Regulating diet while recovering

Some of you know this — I underwent a minor surgery recently. I’m recovering well, but there’s a problem…

I’m dying to get back to the gym! I haven’t been away from the gym for this long (almost 3 weeks and counting) since I took up powerlifting. It’s sort of driving me nuts (and nostalgic… perhaps that explains why I’ve been posting strength training related content for the past couple of days)!

Right now, I’m just focusing on high-protein and low to moderate amount of carbs (between 100 and 150 grams vs close to 300 grams when I’m training) and a lot of rest. The wound is healing up pretty well. I’m happy with the tissue development and the way I’ve been disciplined about it overall. I know people tend to get a little carried away post surgery but I can’t let that happen.

Training is a priority for me. I’ve already missed so many days and missing out on a few more (if I end up aggravating the wound/healing process) wouldn’t be a pleasant experience.
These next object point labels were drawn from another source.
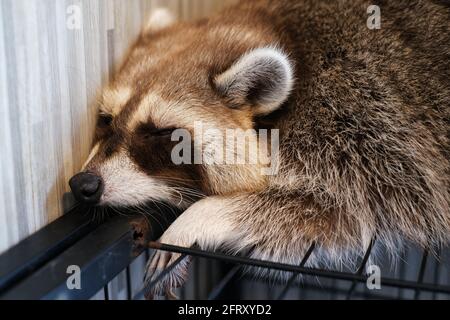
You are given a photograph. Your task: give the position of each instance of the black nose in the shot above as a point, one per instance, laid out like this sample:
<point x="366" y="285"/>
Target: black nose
<point x="86" y="187"/>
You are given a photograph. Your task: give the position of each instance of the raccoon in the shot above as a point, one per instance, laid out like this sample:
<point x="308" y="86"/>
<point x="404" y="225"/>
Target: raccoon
<point x="364" y="126"/>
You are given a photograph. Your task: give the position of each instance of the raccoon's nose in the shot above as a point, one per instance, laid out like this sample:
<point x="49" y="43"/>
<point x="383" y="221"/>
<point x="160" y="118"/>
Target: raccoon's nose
<point x="86" y="187"/>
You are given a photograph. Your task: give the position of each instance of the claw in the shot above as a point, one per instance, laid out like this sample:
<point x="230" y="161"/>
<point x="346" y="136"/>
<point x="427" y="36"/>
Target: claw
<point x="159" y="262"/>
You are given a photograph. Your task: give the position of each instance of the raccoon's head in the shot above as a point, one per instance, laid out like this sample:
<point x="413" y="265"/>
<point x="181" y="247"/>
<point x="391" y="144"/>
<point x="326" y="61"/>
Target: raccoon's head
<point x="172" y="80"/>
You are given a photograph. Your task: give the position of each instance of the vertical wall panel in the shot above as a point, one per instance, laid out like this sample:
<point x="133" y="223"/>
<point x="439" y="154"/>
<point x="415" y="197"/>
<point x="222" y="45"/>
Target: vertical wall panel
<point x="49" y="78"/>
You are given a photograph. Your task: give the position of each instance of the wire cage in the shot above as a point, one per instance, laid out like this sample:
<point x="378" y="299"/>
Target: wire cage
<point x="112" y="255"/>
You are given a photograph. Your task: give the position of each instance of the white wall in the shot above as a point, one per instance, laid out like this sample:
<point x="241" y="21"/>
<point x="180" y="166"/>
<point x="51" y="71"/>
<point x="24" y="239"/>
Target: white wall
<point x="49" y="76"/>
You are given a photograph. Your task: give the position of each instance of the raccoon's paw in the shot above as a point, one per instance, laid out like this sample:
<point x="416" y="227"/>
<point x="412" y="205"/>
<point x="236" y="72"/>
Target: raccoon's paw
<point x="165" y="272"/>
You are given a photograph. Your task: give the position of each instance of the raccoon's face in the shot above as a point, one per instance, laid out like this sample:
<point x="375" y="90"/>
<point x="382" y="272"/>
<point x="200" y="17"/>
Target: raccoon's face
<point x="170" y="85"/>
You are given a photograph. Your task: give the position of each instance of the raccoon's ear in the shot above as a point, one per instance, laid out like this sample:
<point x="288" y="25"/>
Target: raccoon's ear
<point x="263" y="78"/>
<point x="159" y="19"/>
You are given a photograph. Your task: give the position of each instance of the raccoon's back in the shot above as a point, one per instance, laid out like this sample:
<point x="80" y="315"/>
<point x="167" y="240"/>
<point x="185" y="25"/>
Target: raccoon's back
<point x="368" y="126"/>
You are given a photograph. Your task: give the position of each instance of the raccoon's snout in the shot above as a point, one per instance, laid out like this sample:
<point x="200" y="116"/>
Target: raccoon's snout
<point x="87" y="187"/>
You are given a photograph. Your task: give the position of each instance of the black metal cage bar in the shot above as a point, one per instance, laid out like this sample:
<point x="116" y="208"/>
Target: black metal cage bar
<point x="36" y="268"/>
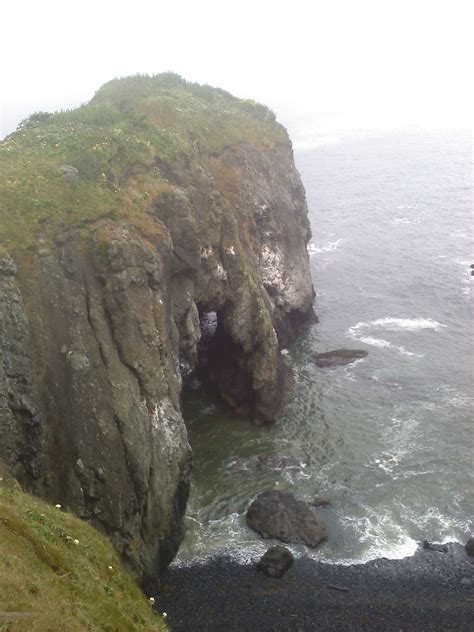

Besides ample rest, I’ve observed weight loss out of the blue. I was expecting to gain weight. One of the reasons could be that I have defaulted to my usual diet — slow carb — and am quite enjoying it, particularly considering how hard it can be for Indians. Swapping out bread and rice for just lentils, mixed veggies and meat is well, insane. But honestly, it’s way simpler for me to do so while I’m not training.

And remember, slow carb isn’t a low carb or high-fat diet. I see them a fad diets (because they are) that benefit you over the short term but hurt you more over the horizon. The body needs a healthy dose of macronutrients. And I get enough carbs from the slow carb (100-150 grams compared to 0-30 grams in a low carb or high-fat diet like the keto diet), keeping me satiated and healthy.

It’s not for everyone but I certainly find it much easier to follow and adopt it as part of my “usual” diet. In fact, from 2010 to 2014, I adhered to slow carb to the core. And it was so freaking hard for me to include carbs in my diet. I did it eventually because my training started to suffer.

While there’s no way of knowing if switching to my default diet is speeding up recovery or benefiting the whole process, but I’m happy overall.

The principle at work is pretty simple — focus on a strategy that works over the long haul and things would fall back in place. There’s only so much you can do by avoiding macronutrients. They’re labeled as “macronutrients” for a reason. Respect that and everything else would be just fine.